BLOG POSTS

MangoHost Blog / How to Set Up a Ceph Cluster Within Kubernetes Using Rook

How to Set Up a Ceph Cluster Within Kubernetes Using Rook

Setting up a Ceph cluster within Kubernetes might sound like one of those “hold my beer” moments in distributed storage, but with Rook as your orchestrator, it’s actually more manageable than you’d expect. Ceph gives you unified storage (block, object, and file) that scales horizontally, while Rook handles the heavy lifting of deploying and managing Ceph in your K8s environment. You’ll learn how to deploy a production-ready Ceph cluster using Rook, troubleshoot common gotchas, and understand when this setup makes sense versus alternatives like cloud-native storage solutions.

How Rook and Ceph Work Together

Rook is basically a Kubernetes operator that knows how to speak Ceph. Instead of manually configuring Ceph daemons, managing configuration files, and babysitting cluster health, Rook translates your desired storage state into Kubernetes resources. It deploys Ceph Monitor (MON), Manager (MGR), Object Storage Daemon (OSD), and Metadata Server (MDS) components as pods, handling everything from initial cluster bootstrap to ongoing maintenance tasks.
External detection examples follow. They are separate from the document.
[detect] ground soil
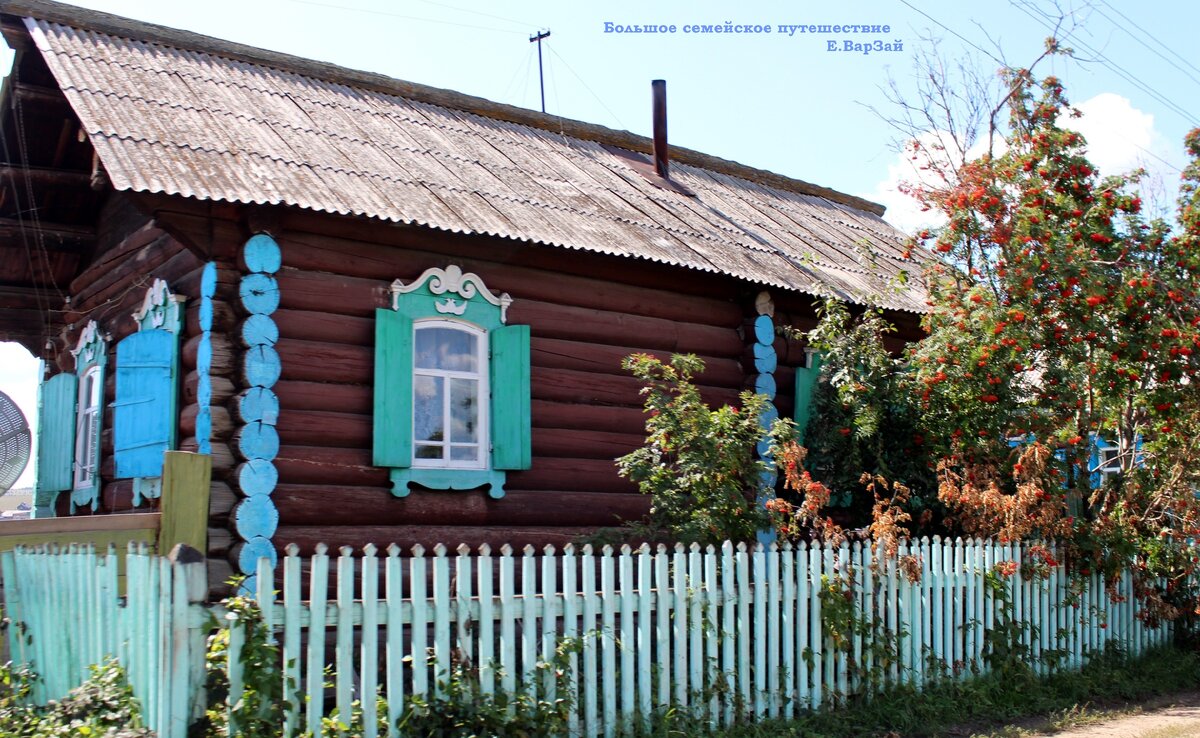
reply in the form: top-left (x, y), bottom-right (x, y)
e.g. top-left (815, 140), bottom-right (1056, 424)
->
top-left (984, 691), bottom-right (1200, 738)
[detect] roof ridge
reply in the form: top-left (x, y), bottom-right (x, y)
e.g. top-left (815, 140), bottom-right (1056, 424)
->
top-left (0, 0), bottom-right (886, 216)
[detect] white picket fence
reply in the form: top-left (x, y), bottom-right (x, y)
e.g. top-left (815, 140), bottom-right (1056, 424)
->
top-left (230, 536), bottom-right (1170, 737)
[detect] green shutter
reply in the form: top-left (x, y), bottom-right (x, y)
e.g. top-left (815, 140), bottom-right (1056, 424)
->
top-left (34, 373), bottom-right (79, 508)
top-left (793, 354), bottom-right (821, 443)
top-left (488, 325), bottom-right (532, 469)
top-left (372, 310), bottom-right (413, 468)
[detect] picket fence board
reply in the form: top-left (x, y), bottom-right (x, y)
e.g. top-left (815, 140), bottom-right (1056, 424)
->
top-left (0, 536), bottom-right (1170, 738)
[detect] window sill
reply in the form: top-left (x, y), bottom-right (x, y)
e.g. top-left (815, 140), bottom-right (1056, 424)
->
top-left (390, 468), bottom-right (504, 499)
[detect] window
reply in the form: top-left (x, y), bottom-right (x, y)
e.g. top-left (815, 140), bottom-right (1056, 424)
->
top-left (413, 320), bottom-right (488, 469)
top-left (72, 366), bottom-right (104, 490)
top-left (113, 280), bottom-right (184, 505)
top-left (372, 265), bottom-right (530, 498)
top-left (34, 320), bottom-right (108, 517)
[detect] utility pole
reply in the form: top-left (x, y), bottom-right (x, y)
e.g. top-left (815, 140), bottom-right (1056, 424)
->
top-left (529, 29), bottom-right (550, 113)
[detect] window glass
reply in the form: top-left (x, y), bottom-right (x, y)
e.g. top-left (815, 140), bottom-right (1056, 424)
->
top-left (413, 320), bottom-right (486, 468)
top-left (74, 366), bottom-right (104, 487)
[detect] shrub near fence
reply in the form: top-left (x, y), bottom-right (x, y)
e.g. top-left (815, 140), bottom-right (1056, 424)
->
top-left (4, 538), bottom-right (1169, 737)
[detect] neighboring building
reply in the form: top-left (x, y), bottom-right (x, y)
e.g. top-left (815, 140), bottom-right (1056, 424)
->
top-left (0, 2), bottom-right (925, 588)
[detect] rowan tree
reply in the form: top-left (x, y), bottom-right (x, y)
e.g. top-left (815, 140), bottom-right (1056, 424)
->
top-left (911, 41), bottom-right (1200, 614)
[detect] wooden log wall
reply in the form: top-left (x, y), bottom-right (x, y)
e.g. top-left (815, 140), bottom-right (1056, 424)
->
top-left (234, 212), bottom-right (745, 552)
top-left (50, 196), bottom-right (205, 516)
top-left (136, 198), bottom-right (926, 582)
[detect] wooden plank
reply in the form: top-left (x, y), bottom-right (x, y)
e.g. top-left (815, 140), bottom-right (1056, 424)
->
top-left (158, 451), bottom-right (212, 552)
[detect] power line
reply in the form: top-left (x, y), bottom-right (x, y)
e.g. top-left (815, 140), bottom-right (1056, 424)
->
top-left (288, 0), bottom-right (523, 35)
top-left (1009, 0), bottom-right (1200, 125)
top-left (1100, 0), bottom-right (1200, 78)
top-left (1096, 8), bottom-right (1200, 91)
top-left (900, 0), bottom-right (1008, 67)
top-left (546, 44), bottom-right (629, 128)
top-left (408, 0), bottom-right (538, 28)
top-left (900, 0), bottom-right (1182, 172)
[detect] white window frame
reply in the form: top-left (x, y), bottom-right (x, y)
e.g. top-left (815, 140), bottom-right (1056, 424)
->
top-left (73, 364), bottom-right (104, 490)
top-left (412, 318), bottom-right (492, 469)
top-left (1096, 443), bottom-right (1121, 476)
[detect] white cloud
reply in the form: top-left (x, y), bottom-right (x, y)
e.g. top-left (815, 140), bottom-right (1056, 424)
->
top-left (1060, 92), bottom-right (1164, 174)
top-left (0, 343), bottom-right (41, 487)
top-left (864, 92), bottom-right (1177, 233)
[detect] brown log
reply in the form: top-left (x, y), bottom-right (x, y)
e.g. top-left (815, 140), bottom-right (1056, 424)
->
top-left (100, 479), bottom-right (134, 514)
top-left (179, 436), bottom-right (238, 479)
top-left (209, 526), bottom-right (234, 557)
top-left (509, 300), bottom-right (744, 359)
top-left (271, 310), bottom-right (374, 346)
top-left (70, 221), bottom-right (170, 295)
top-left (281, 230), bottom-right (742, 326)
top-left (181, 334), bottom-right (241, 377)
top-left (205, 556), bottom-right (233, 602)
top-left (530, 400), bottom-right (646, 436)
top-left (184, 298), bottom-right (238, 336)
top-left (533, 428), bottom-right (646, 461)
top-left (184, 370), bottom-right (236, 406)
top-left (281, 209), bottom-right (742, 298)
top-left (276, 266), bottom-right (390, 318)
top-left (271, 485), bottom-right (649, 527)
top-left (275, 338), bottom-right (374, 384)
top-left (529, 366), bottom-right (738, 407)
top-left (504, 456), bottom-right (637, 493)
top-left (179, 404), bottom-right (234, 440)
top-left (529, 336), bottom-right (752, 388)
top-left (273, 526), bottom-right (594, 556)
top-left (275, 445), bottom-right (390, 487)
top-left (72, 236), bottom-right (199, 310)
top-left (131, 192), bottom-right (250, 260)
top-left (276, 409), bottom-right (372, 448)
top-left (272, 379), bottom-right (374, 414)
top-left (209, 481), bottom-right (238, 521)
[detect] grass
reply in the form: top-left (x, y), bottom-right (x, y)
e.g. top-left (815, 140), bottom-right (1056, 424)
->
top-left (653, 648), bottom-right (1200, 738)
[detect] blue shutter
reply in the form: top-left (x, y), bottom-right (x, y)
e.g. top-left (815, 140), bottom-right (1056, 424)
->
top-left (372, 310), bottom-right (413, 468)
top-left (113, 330), bottom-right (176, 479)
top-left (488, 325), bottom-right (533, 469)
top-left (792, 353), bottom-right (821, 443)
top-left (34, 373), bottom-right (79, 509)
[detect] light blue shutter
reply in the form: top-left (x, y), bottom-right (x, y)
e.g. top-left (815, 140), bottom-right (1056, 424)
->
top-left (372, 310), bottom-right (413, 468)
top-left (792, 353), bottom-right (821, 443)
top-left (34, 373), bottom-right (79, 508)
top-left (113, 330), bottom-right (176, 479)
top-left (488, 325), bottom-right (533, 469)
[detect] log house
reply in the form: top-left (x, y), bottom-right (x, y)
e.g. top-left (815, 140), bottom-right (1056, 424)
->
top-left (0, 1), bottom-right (925, 588)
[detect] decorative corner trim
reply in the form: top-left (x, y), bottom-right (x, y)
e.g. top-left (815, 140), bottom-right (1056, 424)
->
top-left (390, 264), bottom-right (512, 323)
top-left (71, 320), bottom-right (107, 364)
top-left (133, 280), bottom-right (185, 332)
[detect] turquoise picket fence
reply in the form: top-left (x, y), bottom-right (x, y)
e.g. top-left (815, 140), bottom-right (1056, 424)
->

The architecture looks like this: Rook runs as a set of controllers watching for custom resources like CephCluster, CephBlockPool, and CephFilesystem. When you create these resources, Rook spins up the appropriate Ceph daemons and configures them according to your specifications. The beauty is that failed components get automatically recreated, scaling happens through simple kubectl commands, and your storage cluster becomes as declarative as the rest of your K8s infrastructure.

Prerequisites and Initial Setup

Before diving in, make sure your Kubernetes cluster meets the requirements. You’ll need at least three nodes for a production setup (Ceph needs odd numbers for quorum), with raw block devices or directories available for OSDs. Each node should have at least 4GB RAM and decent CPU resources – Ceph isn’t lightweight.

Start by cloning the Rook repository and applying the common resources:

git clone https://github.com/rook/rook.git
cd rook/deploy/examples
kubectl create -f crds.yaml
kubectl create -f common.yaml
kubectl create -f operator.yaml

Verify the operator is running:

kubectl -n rook-ceph get pods

You should see the rook-ceph-operator pod in Running state. This operator will handle all the Ceph lifecycle management.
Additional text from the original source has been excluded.